The resulting work on the self took on various dimensions. Julianna stated: ‘I try to sleep well, eat well, exercise, meditate – basically work on myself’. Similarly, Kim stated that ‘you have to take care of your mental health, and if you’re down, you’ve got to just work through it’. This work on the self was constructed as an on-going activity. Resonating with Bröckling’s (2005) argument that the entrepreneurial self is in a constant mode of becoming, Janine told me that there were ‘no limits’ to self-improvement. These statements demonstrate that the self as business needs constant attention, and that various aspects of the self – physical, mental and spiritual – are worked upon for optimisation.
Constantly active and still lacking time
According to du Gay (1996: 182), ‘[t]here is a real sense in the world of enterprise that “one is always at it”’. This sense featured in accounts that emphasised the importance of being active:
I am active in sending CVs, trying to do the odd audition, trying to do all that kind of networking side.

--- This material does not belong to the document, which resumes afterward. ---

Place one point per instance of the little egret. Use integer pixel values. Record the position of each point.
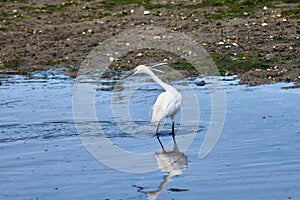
(167, 103)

I am not just sitting at home thinking “The universe will take care of me!” (Hope).
The emphasis on being active ties in with a neoliberal philosophy of time where being idle is to be avoided (O’Flynn and Peterson, 2007). Holly told me that she watched TV to relax, but said:
I started knitting these incredible, elaborate things, because if I am watching TV, at least I am getting something done. So basically, it is quite difficult to unwind. I can't really do that. So yeah, I feel as though I always have to be doing something.
The entrepreneurial self orients to time with a view to making the best use of it. The resulting constant activity means that there is also a feeling of a lack of time. As Julianna pointed out, ‘Seriously, the thing is: there is no time. There is no time for anything’. Since there are no limits to self-improvement, productive uses of time become paramount. And because self-optimisation applies to various spheres of life, there is a sense of constant activity and lack of time.